Today’s NaPoWriMo challenge is:
[T]o write a poem in which you closely describe an object or place, and then end with a much more abstract line that doesn’t seemingly have anything to do with that object or place, but which, of course, really does.
I’m not sure what I wrote for today is quite what they have in mind but it’s where the prompt took me.
I also want to make it clear: This poem does not describe my current workplace. It describes several previous places where I’ve worked.

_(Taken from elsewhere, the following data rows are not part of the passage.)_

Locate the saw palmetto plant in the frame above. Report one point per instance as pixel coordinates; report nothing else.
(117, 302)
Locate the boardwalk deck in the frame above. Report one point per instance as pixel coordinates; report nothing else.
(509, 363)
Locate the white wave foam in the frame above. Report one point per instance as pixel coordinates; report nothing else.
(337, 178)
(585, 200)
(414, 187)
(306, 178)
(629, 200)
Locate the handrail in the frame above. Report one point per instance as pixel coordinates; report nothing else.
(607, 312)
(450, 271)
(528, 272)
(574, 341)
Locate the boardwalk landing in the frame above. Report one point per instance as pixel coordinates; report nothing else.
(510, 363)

Plastic clacking keystrokes of
Cheap mass-purchased computer keyboards,
The arrhythmic staccato of
Productivity in the modern world.
Synthetic electronic dings of email inboxes,
The forced cheerful chirping of phones ringing
(and that one person who has their
Ringtone set to sound like drums).
The talking talking talking,
Typing typing typing,
Of business being done.
The hissing hollow whoosh
Of recycled air.
This is a music which grates on the ear,
Antithesis of the treacle Muzak
Inflicted upon those who wait
On the dreaded Hold Line:
Those who wish to speak with us,
To whom we must speak,
Each one a flashing red light
Catching the corner of the eye
Like a fish hook cast badly.
Institutional white walls, dun fabric
Cubicle half-height dividers, offering only
A mockery of privacy. Tokens of personalization:
Lego sets in one, family photos in another,
Stress balls and humorous coffee mugs,
Rubber band balls and paperclip chains,
HR-approved generic motivational posters
Which motivate not at all.
My chair rolls unevenly over a
Cracked and brittle plastic mat,
Oxidized to an unappealing
Shade of off-yellow.
Lumbar support for some creature
Not remotely human. Armrests
Adjustable only for arms much longer,
Or much shorter, than mine.
The sinus-clogging choking scent
Of commercial floor cleaner.
Fluorescent lights which offend
Both the eye and the ear,
Their near-subliminal buzzing
Giving voice to the sickly greenish tinge.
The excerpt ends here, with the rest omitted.